And all of them ran approx 40% slower than the Apple one did under PyTorch, ~60ms per inference (vs ~44ms for Apple model under PyTorch).
I haven't included the exported models in this repo but if you export your own then you can try them in the benchmark script. I got results like:
python -m experiment.benchmark --coreml-model-path models/Model.mlpackage
Inferred 1821 inputs in 101774.21ms
One nice thing is the HF exporter generates a model which returns a nicer data structure from model.predict
:
{'var_482': array([[0.53114289, 0.46885711]]), 'probabilities': {'NEGATIVE': 0.5311428904533386, 'POSITIVE': 0.4688571095466614}, 'classLabel': 'NEGATIVE'}
i.e. you don't have to do the softmax + argmax to get probability and predicted class from the raw logits, it's already done for you.

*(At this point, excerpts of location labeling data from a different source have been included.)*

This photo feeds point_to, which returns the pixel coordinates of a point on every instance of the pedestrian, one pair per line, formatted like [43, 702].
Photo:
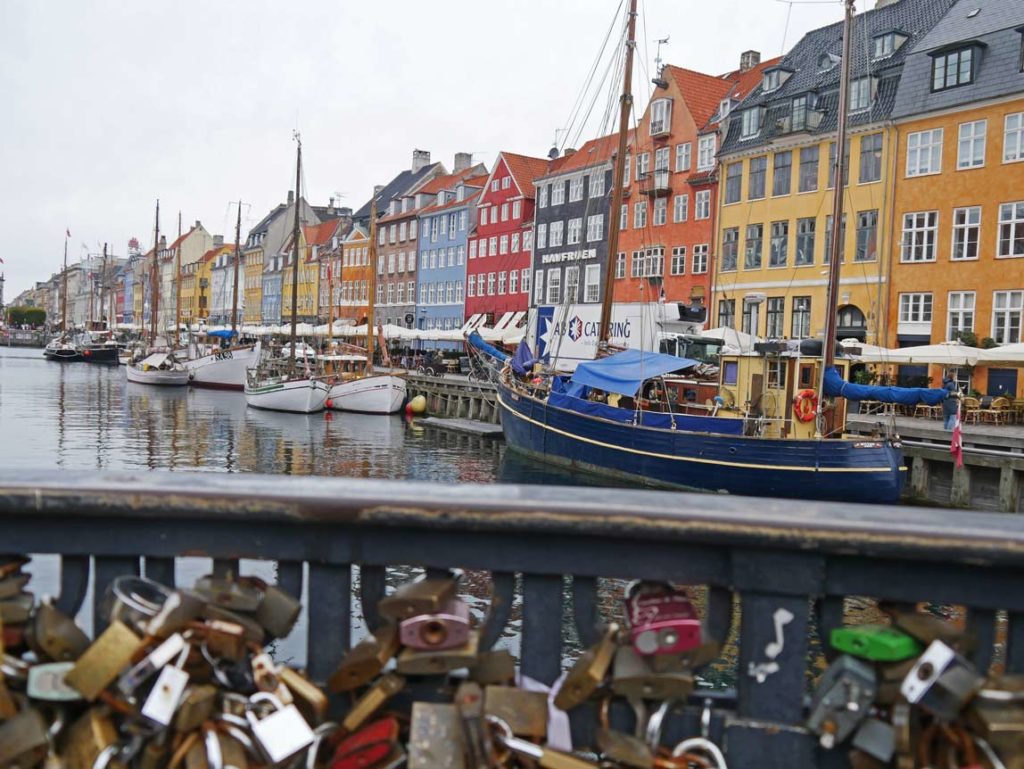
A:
[951, 403]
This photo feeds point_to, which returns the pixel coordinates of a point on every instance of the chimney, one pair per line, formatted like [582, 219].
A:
[749, 59]
[421, 159]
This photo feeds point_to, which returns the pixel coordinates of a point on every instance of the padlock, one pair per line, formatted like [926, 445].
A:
[524, 712]
[589, 671]
[282, 733]
[842, 699]
[662, 618]
[435, 737]
[103, 660]
[446, 629]
[425, 596]
[941, 682]
[53, 635]
[365, 660]
[372, 700]
[879, 643]
[413, 663]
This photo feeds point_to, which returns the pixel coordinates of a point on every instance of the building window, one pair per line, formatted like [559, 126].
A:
[967, 232]
[952, 69]
[683, 153]
[1013, 138]
[801, 322]
[592, 287]
[778, 249]
[781, 173]
[707, 146]
[915, 308]
[699, 264]
[960, 314]
[701, 204]
[756, 181]
[924, 153]
[775, 317]
[733, 182]
[1011, 229]
[808, 169]
[753, 246]
[971, 144]
[678, 264]
[867, 237]
[919, 237]
[554, 286]
[660, 211]
[680, 208]
[730, 249]
[870, 158]
[1008, 307]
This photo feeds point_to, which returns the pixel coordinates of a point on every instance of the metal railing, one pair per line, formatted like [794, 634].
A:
[550, 545]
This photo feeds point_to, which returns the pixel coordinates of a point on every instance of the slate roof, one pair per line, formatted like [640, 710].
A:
[996, 26]
[912, 17]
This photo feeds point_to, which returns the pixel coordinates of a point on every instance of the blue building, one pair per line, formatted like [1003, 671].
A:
[444, 229]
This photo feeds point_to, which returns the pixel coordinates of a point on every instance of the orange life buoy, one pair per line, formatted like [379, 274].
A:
[806, 406]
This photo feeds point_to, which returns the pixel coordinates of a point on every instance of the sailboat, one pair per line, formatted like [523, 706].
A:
[224, 368]
[357, 388]
[61, 348]
[278, 384]
[773, 426]
[160, 367]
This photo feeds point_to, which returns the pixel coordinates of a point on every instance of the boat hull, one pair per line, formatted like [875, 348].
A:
[224, 371]
[836, 469]
[161, 377]
[297, 396]
[378, 394]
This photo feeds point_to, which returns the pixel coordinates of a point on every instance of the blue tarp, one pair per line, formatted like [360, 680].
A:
[648, 419]
[477, 341]
[625, 372]
[836, 386]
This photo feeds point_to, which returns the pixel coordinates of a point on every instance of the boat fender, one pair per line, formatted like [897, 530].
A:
[805, 406]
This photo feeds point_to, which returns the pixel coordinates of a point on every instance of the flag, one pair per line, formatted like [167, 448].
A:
[956, 444]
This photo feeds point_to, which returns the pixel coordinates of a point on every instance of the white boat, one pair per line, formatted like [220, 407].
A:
[371, 394]
[222, 369]
[158, 369]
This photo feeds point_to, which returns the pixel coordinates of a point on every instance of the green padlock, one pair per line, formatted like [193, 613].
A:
[879, 643]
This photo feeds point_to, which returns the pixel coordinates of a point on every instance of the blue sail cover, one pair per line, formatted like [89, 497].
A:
[836, 386]
[477, 341]
[625, 372]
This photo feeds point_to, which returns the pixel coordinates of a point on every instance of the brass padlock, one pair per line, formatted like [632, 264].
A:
[365, 660]
[413, 663]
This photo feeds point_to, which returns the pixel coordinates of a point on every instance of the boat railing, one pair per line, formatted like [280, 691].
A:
[771, 578]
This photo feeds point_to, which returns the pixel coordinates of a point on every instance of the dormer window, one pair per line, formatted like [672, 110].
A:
[953, 68]
[660, 116]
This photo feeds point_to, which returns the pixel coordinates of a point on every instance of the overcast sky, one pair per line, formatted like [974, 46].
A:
[107, 105]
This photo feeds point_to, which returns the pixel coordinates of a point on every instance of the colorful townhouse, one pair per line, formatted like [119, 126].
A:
[444, 228]
[774, 224]
[957, 239]
[499, 268]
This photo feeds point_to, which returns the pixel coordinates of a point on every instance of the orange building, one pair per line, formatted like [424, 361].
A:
[957, 232]
[667, 217]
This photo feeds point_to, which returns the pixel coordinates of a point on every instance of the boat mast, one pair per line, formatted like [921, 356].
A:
[626, 107]
[295, 239]
[155, 281]
[238, 248]
[372, 289]
[836, 247]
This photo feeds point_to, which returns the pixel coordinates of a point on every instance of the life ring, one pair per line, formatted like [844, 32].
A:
[805, 406]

(I think this may be what the --feature=sequence-classification
option does).
https://towardsdatascience.com/gpu-acceleration-comes-to-pytorch-on-m1-macs-195c399efcc1
PyTorch v1.12 introduces GPU-accelerated training on Apple Silicon
ane_transformers
specifies "torch>=1.10.0,<=1.11.0"
, perhaps specifically to avoid this? (or that was just the latest version when authored)
Seems worth exploring though.
https://pytorch.org/blog/introducing-accelerated-pytorch-training-on-mac/
PyTorch claims 6-7x faster training and ~14x faster inference for Huggingface BERT using the Metal Performance Shaders backend on an M1 Ultra, "using batch size=64" (batch inference? training?)
The previous article only achieved ~2x speedup on a regular M1 though.
I added this option to both server_pytorch
and benchmark
scripts.
I had to upgrade to PyTorch 2.0 to get it run with no warnings.
The results were interesting - no speedup for the apple/ane-distilbert-base-uncased-finetuned-sst-2-english
model, but a significant speedup for the vanilla distilbert-base-uncased-finetuned-sst-2-english
model.
$ python -m experiment.benchmark --pytorch --pytorch-use-mps
Inferred 1821 inputs in 78389.13ms
$ python -m experiment.benchmark --pytorch-model-name distilbert-base-uncased-finetuned-sst-2-english --pytorch-use-mps
Inferred 1821 inputs in 22854.41ms
This is down to ~12.5ms per inference, so about 3.5x faster than CPU PyTorch and only about 3x slower than the CoreML ANE-accelerated version.
apple/ane-distilbert-base-uncased-finetuned-sst-2-english
is clearly derived from distilbert-base-uncased-finetuned-sst-2-english
.
But... what if I want to run a different fine-tuned DistilBERT variant on the ANE?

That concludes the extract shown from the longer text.